Jeffrey Goldberg est le journaliste américain le mieux informé sur Israël. Pro-israélien, il est proche des cercles du pouvoir tant à Jérusalem qu'à Washington. Il documente minutieusement le dossier iranien depuis des années. L'an dernier, Netanyahou n'a cessé de gonfler la menace iranienne au point où certains observateurs avaient le sentiment qu'Obama n'était qu'un spectateur dans cette affaire. Pour Goldberg, il n'en est plus rien. Le spectacle est terminé, et c'est bien Obama cette semaine qui a mené les discussions et mis les points sur les i. Le fin mot de l'affaire est que le président des États-Unis ne laissera personne entraîner son pays dans une guerre qu'il n'a pas choisie.

Le processus de paix israélo-palestinien est un dossier plus compliqué. Obama, comme ses prédécesseurs, a une marge de manoeuvre limitée. La raison en est simple: on touche ici au coeur de l'existence même d'Israël et de la Palestine. Et ce sont uniquement les chefs politiques et les peuples des deux nations qui trouveront la solution. Dans le cas d'Israël, le temps presse, affirme Ehud Barack, qui a quitté cette semaine ses fonctions de ministre de la Défense après sept ans à ce poste.
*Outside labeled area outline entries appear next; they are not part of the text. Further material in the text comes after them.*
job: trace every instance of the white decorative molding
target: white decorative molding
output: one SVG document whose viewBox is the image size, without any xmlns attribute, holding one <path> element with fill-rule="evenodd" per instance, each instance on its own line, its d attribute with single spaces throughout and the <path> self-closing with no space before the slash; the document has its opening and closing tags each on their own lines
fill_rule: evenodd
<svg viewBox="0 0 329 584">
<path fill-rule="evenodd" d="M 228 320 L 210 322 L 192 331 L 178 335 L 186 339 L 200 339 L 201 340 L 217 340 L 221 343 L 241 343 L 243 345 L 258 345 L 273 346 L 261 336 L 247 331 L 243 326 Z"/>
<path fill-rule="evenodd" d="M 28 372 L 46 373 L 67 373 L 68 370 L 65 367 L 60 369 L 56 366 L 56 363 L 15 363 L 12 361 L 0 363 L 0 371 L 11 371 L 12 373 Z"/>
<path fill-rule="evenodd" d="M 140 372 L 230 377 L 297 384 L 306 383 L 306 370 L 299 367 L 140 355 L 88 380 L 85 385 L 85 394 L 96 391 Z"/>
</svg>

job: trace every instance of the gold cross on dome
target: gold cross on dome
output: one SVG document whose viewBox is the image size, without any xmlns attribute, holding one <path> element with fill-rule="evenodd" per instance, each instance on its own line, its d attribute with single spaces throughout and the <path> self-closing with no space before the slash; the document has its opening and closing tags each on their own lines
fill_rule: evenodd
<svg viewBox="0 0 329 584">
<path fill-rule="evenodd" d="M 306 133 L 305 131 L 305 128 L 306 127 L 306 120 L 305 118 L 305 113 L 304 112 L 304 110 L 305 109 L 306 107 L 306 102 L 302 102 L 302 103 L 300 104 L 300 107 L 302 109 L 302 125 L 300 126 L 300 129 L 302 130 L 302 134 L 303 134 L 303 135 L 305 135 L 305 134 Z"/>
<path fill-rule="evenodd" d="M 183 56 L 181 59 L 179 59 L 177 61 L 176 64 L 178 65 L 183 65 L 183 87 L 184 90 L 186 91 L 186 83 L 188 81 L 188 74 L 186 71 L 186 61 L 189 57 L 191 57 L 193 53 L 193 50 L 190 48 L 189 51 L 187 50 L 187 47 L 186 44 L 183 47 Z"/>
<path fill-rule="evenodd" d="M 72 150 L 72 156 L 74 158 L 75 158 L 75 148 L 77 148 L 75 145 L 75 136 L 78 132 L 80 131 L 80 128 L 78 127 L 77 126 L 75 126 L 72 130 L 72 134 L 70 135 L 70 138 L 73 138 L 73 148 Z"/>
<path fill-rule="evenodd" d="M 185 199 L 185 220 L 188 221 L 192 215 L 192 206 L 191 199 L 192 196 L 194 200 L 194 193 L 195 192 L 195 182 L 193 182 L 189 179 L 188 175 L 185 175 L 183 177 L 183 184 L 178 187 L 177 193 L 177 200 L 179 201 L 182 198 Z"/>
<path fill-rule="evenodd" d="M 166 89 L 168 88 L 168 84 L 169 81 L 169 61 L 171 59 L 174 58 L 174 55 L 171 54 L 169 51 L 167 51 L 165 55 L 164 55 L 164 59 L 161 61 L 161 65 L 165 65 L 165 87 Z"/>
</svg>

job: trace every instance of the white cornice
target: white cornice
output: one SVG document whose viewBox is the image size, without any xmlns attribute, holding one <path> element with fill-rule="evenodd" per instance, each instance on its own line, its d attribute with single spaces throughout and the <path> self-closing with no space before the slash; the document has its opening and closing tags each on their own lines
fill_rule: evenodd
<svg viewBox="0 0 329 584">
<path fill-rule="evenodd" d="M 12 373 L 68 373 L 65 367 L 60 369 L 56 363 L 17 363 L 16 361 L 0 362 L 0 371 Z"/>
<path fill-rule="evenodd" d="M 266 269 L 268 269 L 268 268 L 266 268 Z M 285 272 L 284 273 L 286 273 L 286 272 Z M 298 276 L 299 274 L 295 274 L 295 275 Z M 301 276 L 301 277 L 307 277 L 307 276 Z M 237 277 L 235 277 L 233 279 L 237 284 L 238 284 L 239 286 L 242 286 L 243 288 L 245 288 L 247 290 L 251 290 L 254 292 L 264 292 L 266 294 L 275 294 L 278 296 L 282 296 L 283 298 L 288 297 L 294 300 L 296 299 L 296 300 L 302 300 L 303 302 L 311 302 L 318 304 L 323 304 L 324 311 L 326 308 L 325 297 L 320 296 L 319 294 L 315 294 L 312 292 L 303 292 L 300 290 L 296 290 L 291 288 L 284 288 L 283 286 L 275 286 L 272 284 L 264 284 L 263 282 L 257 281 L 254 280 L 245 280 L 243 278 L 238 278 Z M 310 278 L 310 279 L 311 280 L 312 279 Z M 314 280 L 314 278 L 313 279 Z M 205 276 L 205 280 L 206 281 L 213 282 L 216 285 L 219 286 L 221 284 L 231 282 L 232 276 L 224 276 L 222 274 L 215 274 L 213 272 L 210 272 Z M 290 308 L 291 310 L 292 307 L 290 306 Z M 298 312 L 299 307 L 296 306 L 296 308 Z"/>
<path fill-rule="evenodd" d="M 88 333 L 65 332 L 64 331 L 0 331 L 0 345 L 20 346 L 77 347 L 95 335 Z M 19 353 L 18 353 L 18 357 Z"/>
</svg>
Ehud Barak «est l'un des meilleurs esprits analytiques au monde, et à plus forte raison d'Israël» disent de lui ceux qui le connaissent. L'homme, c'est vrai, est un monument de contradictions, d'arrogance et de doutes. Il sert son pays depuis 50 ans, d'abord comme militaire puis comme politicien. Premier ministre, il a retiré Israël du Liban du Sud après 18 ans d'occupation et tenté la paix avec Arafat. Il a eu l'oreille de Netanyahou comme ministre de la Défense. Ce qu'il dit a donc un poids.

Il y a deux mois, dans le bimensuel Foreign Affairs, il traçait un sombre tableau de l'avenir d'Israël si une solution n'était pas adoptée rapidement dans le conflit avec les Palestiniens.

«Israël se dirige vers une tragédie historique en Cisjordanie. La pénible réalité est ainsi: entre le Jourdain et la mer, il y a 12 millions d'habitants, soit 7,5 millions d'Israéliens et 4,5 millions de Palestiniens. Si ce territoire n'a qu'un seul souverain, appelé Israël, ce territoire deviendra inévitablement soit non-juif, soit non démocratique, puisqu'il n'y a aucun doute qu'à long terme il y aura une majorité arabe. Je crois donc qu'il nous faut agir. Je ne crois pas à l'immobilisme.»

Il l'a répété mercredi dans le Wall Street Journal le jour même de l'arrivée d'Obama en Israël. Il y invite Israël à lancer «une initiative de paix audacieuse» envers les Palestiniens et il préconise toutes mesures, même unilatérales, afin de quitter la Cisjordanie. Ehud Barak était à Washington il y a quelques semaines afin de préparer la visite d'Obama en Israël. Il n'a pas manqué d'expliquer sa vision des choses à ses interlocuteurs américains.

Cette visite aura été sérieuse et productive. On n'en verra pas les fruits immédiatement, seulement dans quelques mois.